In our experiments we test Leela Chess Zero, an open-source chess engine which plays at a superhuman level. We find large violations of various consistency constraints:

  • Forced moves: For board positions where there's only a single legal move, playing this move has no impact on the game’s outcome. Hence, the positions before and after the forced move must have the same evaluation.
  • Board transformations: For positions without pawns and castling, any change of orientation of the board (like board rotations or mirroring the board over any axis) has no effect on the game outcome.
  • Position mirroring: Mirroring the players’ position, such that White gets the piece-setup of Black and vice versa, with the rest of the game state fixed (e.g., castling rights), must results in a semantically identical position
  • Recommended move: The model’s evaluation of a position should remain similar if we play the strongest move predicted by the model. Indeed, chess engines typically aim to measure the expected game outcome under optimal play from both players, so any optimal move should not affect this measure.

The code for our experiments is available in the chess-ai-testing directory. The data files are available in release v1.0.0.

LLMs forecasting future events

llm forecasting results Predicting and modeling the future is an important task for which the ground truth is inherently unknown: as the saying goes, "it is difficult to make predictions, especially about the future."

In our experiments we test GPT-4 and gpt-3.5-turbo on their ability to forecast future events and give probability estimates for whether the events happen.

We find large violations of various consistency constraints:

  • Negation: For any event A, the model should predicts opposite probabilities for A and ¬A;
  • Paraphrasing: The model should predict the same probability for multiple equivalent events;
  • Monotonicity: Numbers or quantities which are known to be monotonic in time, such as sports records or numbers of people accomplishing a given feat, have monotonic model prediction;
  • Bayes' rule: For two events A and B, the model's probability forecasts for the events A, B, A | B and B | A satisfy Bayes' theorem.

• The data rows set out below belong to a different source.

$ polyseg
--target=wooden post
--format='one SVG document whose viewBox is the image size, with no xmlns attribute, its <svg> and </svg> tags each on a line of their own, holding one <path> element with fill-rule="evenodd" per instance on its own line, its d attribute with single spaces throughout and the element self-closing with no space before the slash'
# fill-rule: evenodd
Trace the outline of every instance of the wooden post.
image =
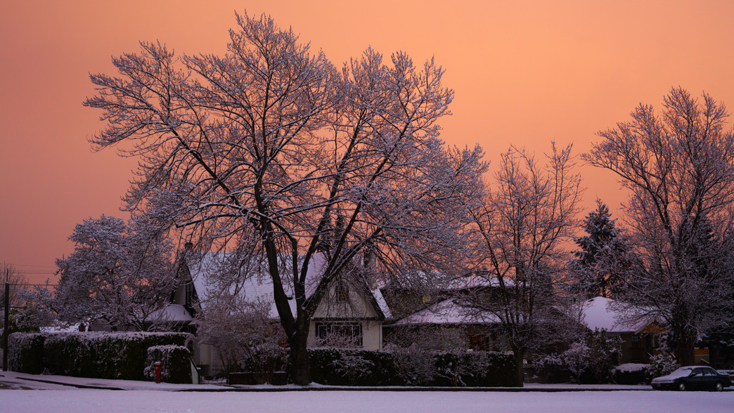
<svg viewBox="0 0 734 413">
<path fill-rule="evenodd" d="M 7 271 L 9 270 L 6 270 Z M 2 370 L 7 371 L 7 336 L 10 334 L 10 284 L 5 274 L 5 317 L 2 329 Z"/>
</svg>

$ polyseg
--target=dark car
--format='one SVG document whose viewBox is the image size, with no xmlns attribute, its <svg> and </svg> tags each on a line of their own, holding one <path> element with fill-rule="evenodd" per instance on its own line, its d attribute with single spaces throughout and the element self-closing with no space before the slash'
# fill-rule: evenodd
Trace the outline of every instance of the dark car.
<svg viewBox="0 0 734 413">
<path fill-rule="evenodd" d="M 675 371 L 655 377 L 651 383 L 657 390 L 713 390 L 720 392 L 731 386 L 729 375 L 722 374 L 710 367 L 686 366 Z"/>
</svg>

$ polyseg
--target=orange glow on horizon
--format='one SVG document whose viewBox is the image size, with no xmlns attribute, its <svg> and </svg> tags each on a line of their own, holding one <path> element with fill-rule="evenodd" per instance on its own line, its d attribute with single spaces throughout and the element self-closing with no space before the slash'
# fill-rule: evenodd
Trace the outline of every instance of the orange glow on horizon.
<svg viewBox="0 0 734 413">
<path fill-rule="evenodd" d="M 89 73 L 116 74 L 111 56 L 159 40 L 177 51 L 223 54 L 234 10 L 269 14 L 335 65 L 368 46 L 389 58 L 432 56 L 455 91 L 443 138 L 479 143 L 496 164 L 514 144 L 577 154 L 640 102 L 671 87 L 734 102 L 734 3 L 688 1 L 286 1 L 134 0 L 6 2 L 0 17 L 2 176 L 0 261 L 33 281 L 54 278 L 76 224 L 124 216 L 120 197 L 136 160 L 95 153 L 102 128 L 81 102 Z M 247 10 L 243 7 L 247 7 Z M 581 166 L 583 215 L 601 198 L 619 216 L 625 197 L 608 172 Z M 492 167 L 490 167 L 492 169 Z M 40 266 L 30 267 L 29 266 Z"/>
</svg>

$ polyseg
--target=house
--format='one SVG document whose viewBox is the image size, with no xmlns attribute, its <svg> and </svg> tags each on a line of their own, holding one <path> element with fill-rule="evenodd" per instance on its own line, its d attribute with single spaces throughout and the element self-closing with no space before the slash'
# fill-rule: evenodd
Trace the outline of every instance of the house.
<svg viewBox="0 0 734 413">
<path fill-rule="evenodd" d="M 499 322 L 495 315 L 454 298 L 430 304 L 384 328 L 388 341 L 397 341 L 407 334 L 437 350 L 493 351 L 501 348 Z"/>
<path fill-rule="evenodd" d="M 491 302 L 495 299 L 496 280 L 476 274 L 432 277 L 429 280 L 425 274 L 418 271 L 400 277 L 399 284 L 393 282 L 382 286 L 390 308 L 395 303 L 401 315 L 384 326 L 386 340 L 396 343 L 421 340 L 438 350 L 503 349 L 500 320 L 471 304 L 476 300 Z M 416 289 L 416 285 L 421 287 Z M 394 310 L 393 313 L 396 313 Z"/>
<path fill-rule="evenodd" d="M 595 297 L 584 304 L 581 321 L 591 330 L 606 330 L 607 337 L 622 340 L 620 363 L 648 363 L 650 357 L 660 352 L 661 337 L 665 332 L 654 320 L 628 322 L 614 307 L 614 301 Z"/>
<path fill-rule="evenodd" d="M 229 257 L 222 252 L 207 252 L 199 257 L 183 260 L 179 271 L 179 287 L 172 295 L 171 304 L 161 314 L 162 318 L 178 326 L 180 331 L 195 332 L 197 314 L 217 300 L 222 288 L 217 285 L 218 271 L 225 271 Z M 306 293 L 310 296 L 321 280 L 326 262 L 323 255 L 314 255 L 306 276 Z M 236 293 L 249 301 L 261 301 L 266 305 L 267 317 L 277 325 L 277 310 L 273 299 L 272 279 L 263 264 L 248 266 L 249 274 L 238 283 Z M 219 273 L 221 274 L 221 273 Z M 289 294 L 291 310 L 295 314 L 295 300 L 290 285 L 284 285 Z M 228 293 L 233 288 L 225 290 Z M 365 350 L 382 350 L 382 323 L 391 314 L 379 290 L 369 285 L 362 277 L 341 277 L 328 286 L 328 293 L 319 303 L 310 321 L 308 345 L 318 346 L 349 346 Z M 199 343 L 195 350 L 195 363 L 203 366 L 219 365 L 217 350 Z M 216 370 L 216 369 L 215 369 Z M 206 376 L 211 372 L 203 371 Z"/>
</svg>

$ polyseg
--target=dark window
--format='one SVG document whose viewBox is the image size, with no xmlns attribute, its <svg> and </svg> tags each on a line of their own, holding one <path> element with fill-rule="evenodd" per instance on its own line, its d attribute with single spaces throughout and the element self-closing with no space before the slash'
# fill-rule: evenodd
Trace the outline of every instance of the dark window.
<svg viewBox="0 0 734 413">
<path fill-rule="evenodd" d="M 316 323 L 316 337 L 331 347 L 362 347 L 362 324 Z"/>
<path fill-rule="evenodd" d="M 472 350 L 489 350 L 490 337 L 486 335 L 470 335 L 469 348 Z"/>
<path fill-rule="evenodd" d="M 346 302 L 349 299 L 349 290 L 347 288 L 346 282 L 337 284 L 335 293 L 336 293 L 336 301 L 339 302 Z"/>
</svg>

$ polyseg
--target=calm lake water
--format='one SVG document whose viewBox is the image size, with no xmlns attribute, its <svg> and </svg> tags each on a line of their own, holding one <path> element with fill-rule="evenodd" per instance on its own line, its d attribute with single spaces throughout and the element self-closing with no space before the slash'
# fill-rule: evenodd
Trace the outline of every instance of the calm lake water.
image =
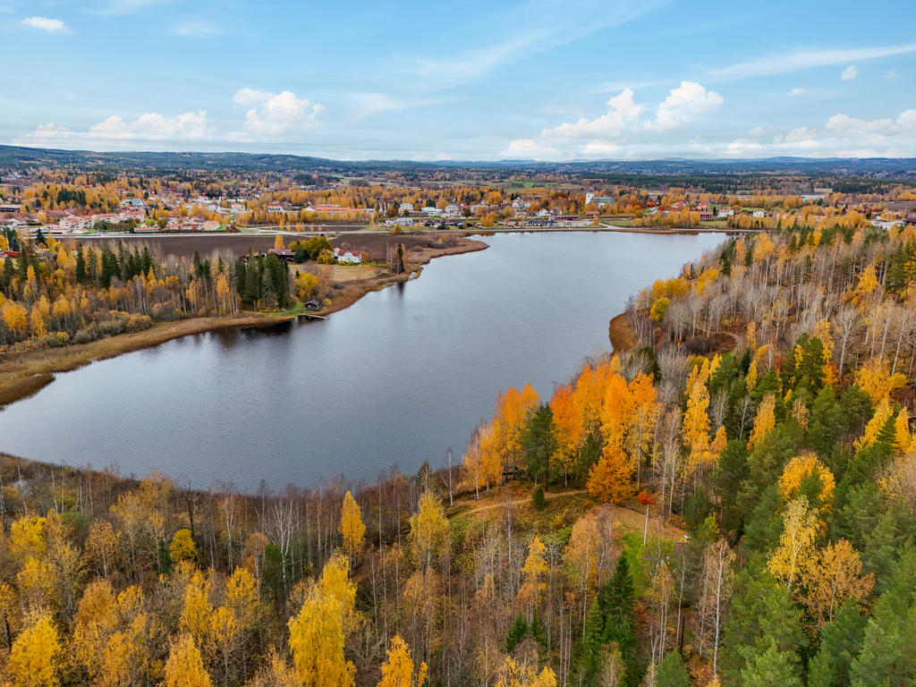
<svg viewBox="0 0 916 687">
<path fill-rule="evenodd" d="M 59 375 L 0 411 L 0 450 L 248 491 L 460 460 L 496 395 L 548 398 L 610 350 L 630 294 L 723 236 L 488 236 L 327 322 L 186 336 Z"/>
</svg>

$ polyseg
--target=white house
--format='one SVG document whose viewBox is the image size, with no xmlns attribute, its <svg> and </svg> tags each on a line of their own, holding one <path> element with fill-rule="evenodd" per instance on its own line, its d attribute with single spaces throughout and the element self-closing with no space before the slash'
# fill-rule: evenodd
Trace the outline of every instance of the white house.
<svg viewBox="0 0 916 687">
<path fill-rule="evenodd" d="M 336 258 L 337 262 L 344 262 L 350 265 L 359 265 L 363 262 L 363 254 L 358 250 L 350 248 L 334 248 L 331 255 Z"/>
</svg>

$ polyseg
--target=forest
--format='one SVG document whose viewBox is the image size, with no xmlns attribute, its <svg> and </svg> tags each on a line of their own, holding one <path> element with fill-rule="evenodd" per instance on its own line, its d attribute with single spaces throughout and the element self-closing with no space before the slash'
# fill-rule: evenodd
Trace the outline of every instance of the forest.
<svg viewBox="0 0 916 687">
<path fill-rule="evenodd" d="M 730 238 L 375 484 L 0 459 L 0 683 L 913 684 L 914 281 L 913 227 Z"/>
</svg>

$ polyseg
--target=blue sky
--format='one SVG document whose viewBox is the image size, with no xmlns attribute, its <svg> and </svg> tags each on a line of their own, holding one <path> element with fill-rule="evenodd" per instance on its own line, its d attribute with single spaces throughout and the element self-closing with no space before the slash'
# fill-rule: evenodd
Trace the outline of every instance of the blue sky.
<svg viewBox="0 0 916 687">
<path fill-rule="evenodd" d="M 916 157 L 916 7 L 0 0 L 0 142 L 346 159 Z"/>
</svg>

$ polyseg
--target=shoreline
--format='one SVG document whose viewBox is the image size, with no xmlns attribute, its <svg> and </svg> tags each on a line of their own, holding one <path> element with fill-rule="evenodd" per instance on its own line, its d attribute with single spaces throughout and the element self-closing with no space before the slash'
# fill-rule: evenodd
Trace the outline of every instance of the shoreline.
<svg viewBox="0 0 916 687">
<path fill-rule="evenodd" d="M 443 249 L 419 248 L 407 253 L 409 265 L 413 265 L 402 275 L 372 277 L 357 279 L 341 289 L 340 295 L 331 306 L 314 314 L 329 315 L 339 312 L 359 300 L 370 291 L 378 291 L 397 282 L 416 278 L 422 272 L 422 267 L 436 257 L 474 253 L 488 248 L 484 241 L 462 236 L 457 245 Z M 358 267 L 356 267 L 358 268 Z M 117 334 L 88 344 L 74 344 L 61 348 L 41 348 L 28 353 L 0 359 L 0 409 L 38 393 L 54 381 L 55 375 L 71 372 L 99 360 L 107 360 L 126 353 L 152 348 L 182 336 L 206 333 L 218 329 L 252 329 L 270 327 L 291 322 L 300 316 L 308 317 L 305 311 L 283 312 L 246 312 L 241 317 L 194 317 L 172 322 L 158 322 L 143 332 Z"/>
</svg>

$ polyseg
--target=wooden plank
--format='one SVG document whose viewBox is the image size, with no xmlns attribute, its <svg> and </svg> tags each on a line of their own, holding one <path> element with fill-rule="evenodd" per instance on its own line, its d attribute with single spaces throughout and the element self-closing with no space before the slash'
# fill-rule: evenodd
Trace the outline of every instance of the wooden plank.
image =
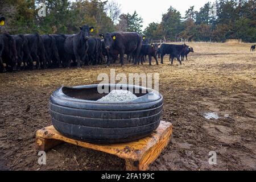
<svg viewBox="0 0 256 182">
<path fill-rule="evenodd" d="M 125 159 L 127 170 L 146 170 L 167 145 L 172 133 L 172 125 L 162 121 L 150 136 L 125 143 L 100 144 L 77 140 L 62 135 L 50 126 L 36 132 L 36 148 L 47 151 L 61 142 L 115 155 Z"/>
</svg>

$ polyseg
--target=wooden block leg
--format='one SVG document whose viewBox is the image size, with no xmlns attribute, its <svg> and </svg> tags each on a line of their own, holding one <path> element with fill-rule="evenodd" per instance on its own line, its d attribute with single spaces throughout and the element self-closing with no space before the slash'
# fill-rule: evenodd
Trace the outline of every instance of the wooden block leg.
<svg viewBox="0 0 256 182">
<path fill-rule="evenodd" d="M 164 134 L 158 142 L 150 148 L 138 161 L 126 159 L 126 169 L 127 171 L 146 171 L 149 165 L 155 161 L 161 154 L 163 149 L 169 143 L 171 138 L 172 130 Z"/>
<path fill-rule="evenodd" d="M 47 151 L 49 149 L 60 144 L 63 142 L 52 139 L 46 139 L 41 137 L 36 137 L 36 148 L 38 150 Z"/>
<path fill-rule="evenodd" d="M 170 130 L 162 136 L 158 142 L 142 156 L 139 163 L 139 170 L 146 171 L 148 169 L 149 165 L 154 162 L 161 154 L 161 152 L 167 146 L 171 139 L 172 131 Z"/>
</svg>

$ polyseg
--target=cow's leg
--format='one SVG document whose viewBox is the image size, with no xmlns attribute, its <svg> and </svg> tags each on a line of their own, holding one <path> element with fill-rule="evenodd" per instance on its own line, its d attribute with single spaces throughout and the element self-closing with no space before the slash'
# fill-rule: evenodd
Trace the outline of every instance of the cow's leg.
<svg viewBox="0 0 256 182">
<path fill-rule="evenodd" d="M 158 57 L 156 57 L 156 55 L 154 55 L 154 58 L 155 60 L 155 61 L 156 63 L 156 65 L 158 65 Z"/>
<path fill-rule="evenodd" d="M 172 59 L 171 59 L 171 64 L 174 64 L 174 56 L 172 56 Z"/>
<path fill-rule="evenodd" d="M 179 62 L 180 62 L 180 64 L 182 64 L 181 61 L 180 60 L 180 55 L 177 55 L 176 56 L 177 60 L 179 61 Z"/>
<path fill-rule="evenodd" d="M 161 53 L 161 64 L 163 64 L 163 56 L 164 55 L 163 55 L 163 53 Z"/>
<path fill-rule="evenodd" d="M 31 56 L 33 58 L 33 60 L 35 60 L 36 62 L 36 69 L 40 69 L 40 65 L 39 57 L 38 57 L 38 56 L 35 52 L 31 52 Z"/>
<path fill-rule="evenodd" d="M 121 64 L 121 66 L 123 66 L 123 56 L 125 55 L 124 51 L 121 51 L 120 52 L 120 63 Z"/>
<path fill-rule="evenodd" d="M 81 67 L 82 61 L 81 60 L 80 56 L 76 56 L 76 61 L 77 62 L 77 68 L 82 68 L 82 67 Z"/>
<path fill-rule="evenodd" d="M 152 56 L 151 55 L 148 55 L 148 60 L 149 60 L 149 62 L 150 62 L 150 65 L 152 65 L 151 64 L 151 60 L 152 60 Z"/>
<path fill-rule="evenodd" d="M 0 56 L 0 72 L 5 72 L 6 71 L 6 70 L 3 66 L 3 60 L 2 59 L 1 56 Z"/>
</svg>

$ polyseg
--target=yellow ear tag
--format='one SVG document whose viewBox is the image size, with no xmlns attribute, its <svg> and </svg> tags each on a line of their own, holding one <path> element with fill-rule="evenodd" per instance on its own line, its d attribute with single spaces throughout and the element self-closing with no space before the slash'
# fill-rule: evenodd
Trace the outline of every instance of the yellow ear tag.
<svg viewBox="0 0 256 182">
<path fill-rule="evenodd" d="M 5 25 L 5 21 L 4 20 L 1 21 L 0 25 L 3 26 Z"/>
</svg>

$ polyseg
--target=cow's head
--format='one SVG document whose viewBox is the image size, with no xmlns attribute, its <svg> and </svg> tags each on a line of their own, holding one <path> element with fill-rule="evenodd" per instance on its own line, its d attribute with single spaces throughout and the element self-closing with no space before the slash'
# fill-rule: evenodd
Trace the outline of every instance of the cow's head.
<svg viewBox="0 0 256 182">
<path fill-rule="evenodd" d="M 150 46 L 151 46 L 151 48 L 154 51 L 155 51 L 155 52 L 157 51 L 157 50 L 158 49 L 158 44 L 156 44 L 156 43 L 151 44 Z"/>
<path fill-rule="evenodd" d="M 81 32 L 82 33 L 82 38 L 86 40 L 89 39 L 90 36 L 90 32 L 92 32 L 93 31 L 94 27 L 89 27 L 87 25 L 84 25 L 82 27 L 79 27 L 80 28 Z"/>
<path fill-rule="evenodd" d="M 111 33 L 102 34 L 99 35 L 102 39 L 104 39 L 105 48 L 107 50 L 110 49 L 113 42 L 116 40 L 117 36 Z"/>
</svg>

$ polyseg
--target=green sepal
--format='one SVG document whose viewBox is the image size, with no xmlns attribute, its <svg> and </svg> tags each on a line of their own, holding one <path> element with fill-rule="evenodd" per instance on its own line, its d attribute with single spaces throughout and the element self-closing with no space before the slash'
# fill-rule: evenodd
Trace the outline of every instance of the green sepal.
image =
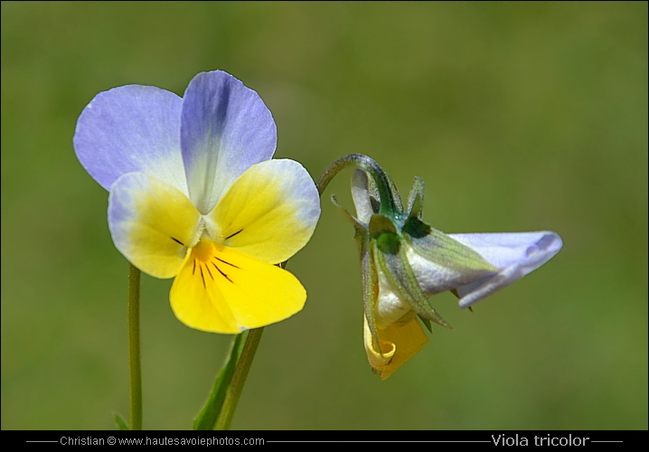
<svg viewBox="0 0 649 452">
<path fill-rule="evenodd" d="M 400 248 L 400 238 L 394 223 L 380 213 L 370 219 L 370 236 L 376 240 L 379 250 L 384 254 L 397 254 Z"/>
<path fill-rule="evenodd" d="M 390 177 L 390 174 L 383 172 L 385 174 L 385 179 L 388 181 L 388 187 L 390 188 L 390 192 L 392 193 L 392 202 L 394 202 L 394 205 L 391 206 L 386 206 L 389 207 L 389 212 L 395 214 L 398 212 L 403 212 L 403 202 L 401 202 L 401 193 L 399 193 L 399 189 L 397 188 L 396 184 L 394 184 L 394 181 L 392 181 L 392 178 Z M 383 203 L 383 200 L 381 200 L 381 204 Z M 383 212 L 381 211 L 381 213 Z"/>
<path fill-rule="evenodd" d="M 412 188 L 408 195 L 408 218 L 421 219 L 424 211 L 424 180 L 415 176 Z"/>
<path fill-rule="evenodd" d="M 361 221 L 358 218 L 354 217 L 350 212 L 348 212 L 344 207 L 340 205 L 338 203 L 338 200 L 335 199 L 335 196 L 333 194 L 331 195 L 331 202 L 334 202 L 334 205 L 336 206 L 340 210 L 340 212 L 343 212 L 343 215 L 347 219 L 347 221 L 349 221 L 352 224 L 353 224 L 354 228 L 362 229 L 362 230 L 365 229 L 365 225 L 362 224 L 362 222 L 361 222 Z"/>
<path fill-rule="evenodd" d="M 426 317 L 422 317 L 419 314 L 417 315 L 417 316 L 419 317 L 419 320 L 421 320 L 421 323 L 424 324 L 424 326 L 426 326 L 426 329 L 428 330 L 428 333 L 430 333 L 432 334 L 433 334 L 433 324 L 430 323 L 430 320 Z"/>
<path fill-rule="evenodd" d="M 240 334 L 234 336 L 232 348 L 228 355 L 228 360 L 216 377 L 214 386 L 210 397 L 205 402 L 205 406 L 202 407 L 202 410 L 201 410 L 201 412 L 198 413 L 198 416 L 196 416 L 193 421 L 194 430 L 214 429 L 216 421 L 223 408 L 223 401 L 225 400 L 228 388 L 230 388 L 230 383 L 232 381 L 234 369 L 237 367 L 239 358 L 241 356 L 241 352 L 243 351 L 243 345 L 246 344 L 246 337 L 248 337 L 248 331 L 244 331 Z"/>
<path fill-rule="evenodd" d="M 432 320 L 437 325 L 453 329 L 444 318 L 437 314 L 430 304 L 428 297 L 421 291 L 419 283 L 415 278 L 410 264 L 408 262 L 405 247 L 400 247 L 396 254 L 377 253 L 377 261 L 391 288 L 402 300 L 407 301 L 424 318 Z"/>
<path fill-rule="evenodd" d="M 130 430 L 128 424 L 127 424 L 127 421 L 124 420 L 121 414 L 115 411 L 113 413 L 113 418 L 115 419 L 115 424 L 118 426 L 118 430 Z"/>
</svg>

The benchmark questions and model responses are available in release v1.0.0.

Legal AI experiments

legal failures Reaching decisions on complex legal cases can be long and costly, and the "correctness" of decisions is often contested (e.g., as evidenced by appeal courts). The difficulties in assessing the correctness or fairness of legal decisions extend to AI tools that are used to assist or automate legal decisions.

We show how to reveal clear logical inconsistencies in two different language models used for predicting legal verdicts: (1) a BERT model that evaluates violations of the European Convention of Human Rights; (2) gpt-3.5-turbo prompted to predict bail decisions given a defendant's criminal record.

In particular, we show violations of the following consistency constraints:

  • Paraphrasing: We test whether changing the phrasing of a legal case changes the model’s decision.
  • Partial ordering: While the "correctness" of legal decisions is hard to assess, there can still be clear ways of “ranking” different outcomes. We consider an extreme example here, where we test whether a bail-decision model could favorably switch its decision if the defendant commits more crimes.

The code for our experiments is available in the legal-ai-testing directory. The data files are available in release v1.0.0.